The current government has set up a committee to look into the teaching and learning of children with special needs, who are being included for the first time in mainstream classrooms. The committee will find out how things are and recommend best practice.
A disastrous concession
A quick history lesson: in April 2013, the negotiations between the teaching unions and the employers (the municipalities) broke down before they started. The two issues that stalled the talks were a reduction in the timetable for teachers over a certain age and the removal of the upper limit on lessons taught in a week. Since the employers did not want to negotiate on these points, talks broke down and there was a lock-out for nearly a month.
The government stepped in and solved the dispute by giving the employers all of their demands and giving one concession to the teachers: they would only ever have to work their 37.5-hour working week in regular working hours.

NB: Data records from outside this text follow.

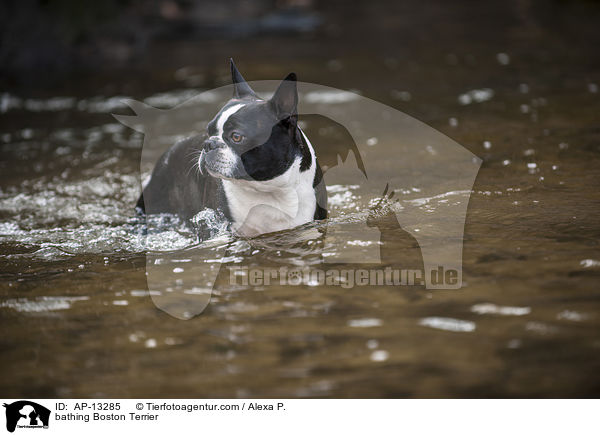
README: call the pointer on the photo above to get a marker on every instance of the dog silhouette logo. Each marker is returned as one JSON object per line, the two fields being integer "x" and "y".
{"x": 26, "y": 414}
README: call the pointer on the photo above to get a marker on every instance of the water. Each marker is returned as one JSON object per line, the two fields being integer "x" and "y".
{"x": 78, "y": 319}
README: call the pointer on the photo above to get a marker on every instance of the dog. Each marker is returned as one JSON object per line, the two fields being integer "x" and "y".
{"x": 254, "y": 166}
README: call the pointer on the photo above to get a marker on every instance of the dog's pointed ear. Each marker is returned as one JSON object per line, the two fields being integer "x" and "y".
{"x": 285, "y": 100}
{"x": 241, "y": 88}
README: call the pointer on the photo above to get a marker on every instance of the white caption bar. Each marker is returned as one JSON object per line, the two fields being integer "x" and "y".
{"x": 299, "y": 416}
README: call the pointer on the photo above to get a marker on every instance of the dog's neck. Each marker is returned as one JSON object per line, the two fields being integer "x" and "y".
{"x": 284, "y": 202}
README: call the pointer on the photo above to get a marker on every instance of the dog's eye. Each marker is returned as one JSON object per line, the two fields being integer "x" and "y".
{"x": 236, "y": 137}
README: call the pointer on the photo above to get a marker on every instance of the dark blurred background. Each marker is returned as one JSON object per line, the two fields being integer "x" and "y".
{"x": 136, "y": 47}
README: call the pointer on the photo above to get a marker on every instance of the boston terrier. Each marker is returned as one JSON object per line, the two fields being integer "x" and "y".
{"x": 254, "y": 166}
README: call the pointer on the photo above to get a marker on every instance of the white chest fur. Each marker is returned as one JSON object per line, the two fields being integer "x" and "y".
{"x": 259, "y": 207}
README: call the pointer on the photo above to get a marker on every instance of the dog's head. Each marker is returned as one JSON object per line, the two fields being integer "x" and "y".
{"x": 251, "y": 138}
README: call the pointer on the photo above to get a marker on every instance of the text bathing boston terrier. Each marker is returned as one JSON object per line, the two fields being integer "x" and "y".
{"x": 255, "y": 166}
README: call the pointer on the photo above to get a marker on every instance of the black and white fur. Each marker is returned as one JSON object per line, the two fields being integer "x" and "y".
{"x": 255, "y": 166}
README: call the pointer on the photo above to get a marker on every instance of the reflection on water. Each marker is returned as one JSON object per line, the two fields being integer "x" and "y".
{"x": 79, "y": 320}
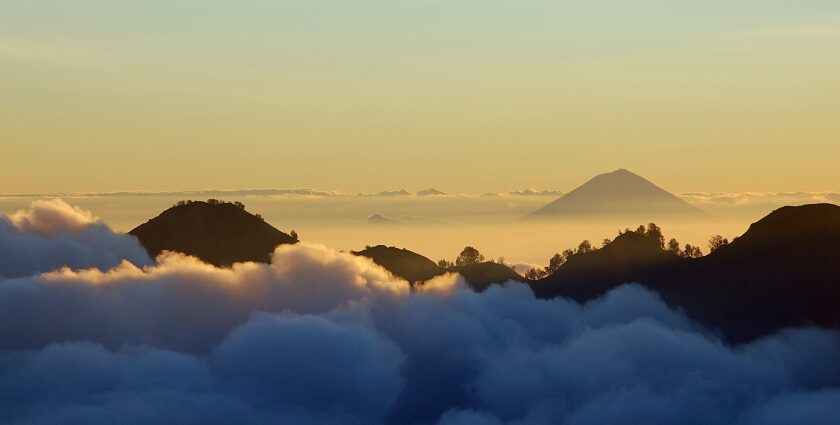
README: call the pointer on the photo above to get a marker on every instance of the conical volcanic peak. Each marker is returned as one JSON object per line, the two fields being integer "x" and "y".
{"x": 619, "y": 193}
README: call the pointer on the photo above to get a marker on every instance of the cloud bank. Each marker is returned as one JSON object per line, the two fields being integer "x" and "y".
{"x": 324, "y": 337}
{"x": 53, "y": 234}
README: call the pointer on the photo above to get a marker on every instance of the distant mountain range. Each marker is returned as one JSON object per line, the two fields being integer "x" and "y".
{"x": 619, "y": 193}
{"x": 784, "y": 271}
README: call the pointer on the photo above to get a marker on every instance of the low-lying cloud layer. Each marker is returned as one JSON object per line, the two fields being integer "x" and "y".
{"x": 53, "y": 234}
{"x": 324, "y": 337}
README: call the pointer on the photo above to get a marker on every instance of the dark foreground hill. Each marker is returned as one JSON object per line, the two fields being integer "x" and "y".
{"x": 416, "y": 268}
{"x": 620, "y": 193}
{"x": 784, "y": 271}
{"x": 402, "y": 263}
{"x": 218, "y": 233}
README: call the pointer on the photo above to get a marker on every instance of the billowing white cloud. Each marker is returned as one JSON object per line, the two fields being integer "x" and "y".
{"x": 324, "y": 337}
{"x": 53, "y": 234}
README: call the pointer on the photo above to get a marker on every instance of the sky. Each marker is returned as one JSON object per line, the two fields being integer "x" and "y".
{"x": 467, "y": 95}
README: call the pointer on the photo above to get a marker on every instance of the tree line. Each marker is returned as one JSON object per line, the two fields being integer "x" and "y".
{"x": 470, "y": 255}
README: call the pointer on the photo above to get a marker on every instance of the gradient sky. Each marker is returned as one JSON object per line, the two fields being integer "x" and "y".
{"x": 464, "y": 95}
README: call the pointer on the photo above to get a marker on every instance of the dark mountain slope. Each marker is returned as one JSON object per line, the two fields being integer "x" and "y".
{"x": 402, "y": 263}
{"x": 784, "y": 271}
{"x": 219, "y": 233}
{"x": 480, "y": 276}
{"x": 628, "y": 258}
{"x": 416, "y": 268}
{"x": 620, "y": 193}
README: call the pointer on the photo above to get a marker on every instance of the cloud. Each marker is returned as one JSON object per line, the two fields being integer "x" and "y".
{"x": 52, "y": 234}
{"x": 755, "y": 201}
{"x": 324, "y": 337}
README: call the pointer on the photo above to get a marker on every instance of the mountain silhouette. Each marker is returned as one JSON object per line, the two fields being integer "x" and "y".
{"x": 784, "y": 271}
{"x": 587, "y": 276}
{"x": 403, "y": 263}
{"x": 481, "y": 275}
{"x": 619, "y": 193}
{"x": 218, "y": 233}
{"x": 416, "y": 268}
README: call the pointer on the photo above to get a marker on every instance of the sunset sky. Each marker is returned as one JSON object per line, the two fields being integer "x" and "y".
{"x": 464, "y": 95}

This ‘concession’ has been disastrous in practice. Teaching is not a 9-5 job and a lot of schools have had to think of local solutions to the problem the politicians invented. This is, frankly, a complete waste of valuable time.
Do more with less
The government were keen for all the employers’ demands to go through because they were central to their plans for what they branded ‘school improvement’. Its plan, if I understand it correctly, was to increase student-teacher contact time without having to pay extra and to shut down special needs provisions for all but the most disabled children.
There were no plans for teachers to have extra training for special needs, nor for making the most of increased lesson time. You may recognise this plan as ‘Do more with less’.
Now the new administration is finally looking at the problem and the cynic in me does not expect for the committee to recommend increased education spending.
I am a teacher and I am passionate about inclusion. I believe that most children can thrive in a classroom with a diversity of talent, ability, interests and needs. What frustrates me is how Denmark has grabbed hold of the idea and twisted it into a way of saving money.
Proper inclusion necessarily means more lesson planning. If you have students who have visual impairments, you make your resources legible. The same goes for any other disability. You adapt your planning to fit where your students are. This takes a lot of time, and planning time was one of the things politicians did not value enough to pay for.
Proper inclusion means more training and education for teachers. If someone told you that a new girl in your class has Turner syndrome, would you know how to translate that information into better teaching for her?
Proper inclusion means having a team of specialists available. Speech therapists, counsellors, educational psychologists, special educational needs co-ordinators and language support are essential. Those specialists are spread out and still under-resourced.
The politicians of Denmark need to be honest so that voters can decide. Do they care about raising standards or do they care about saving money? They cannot do both.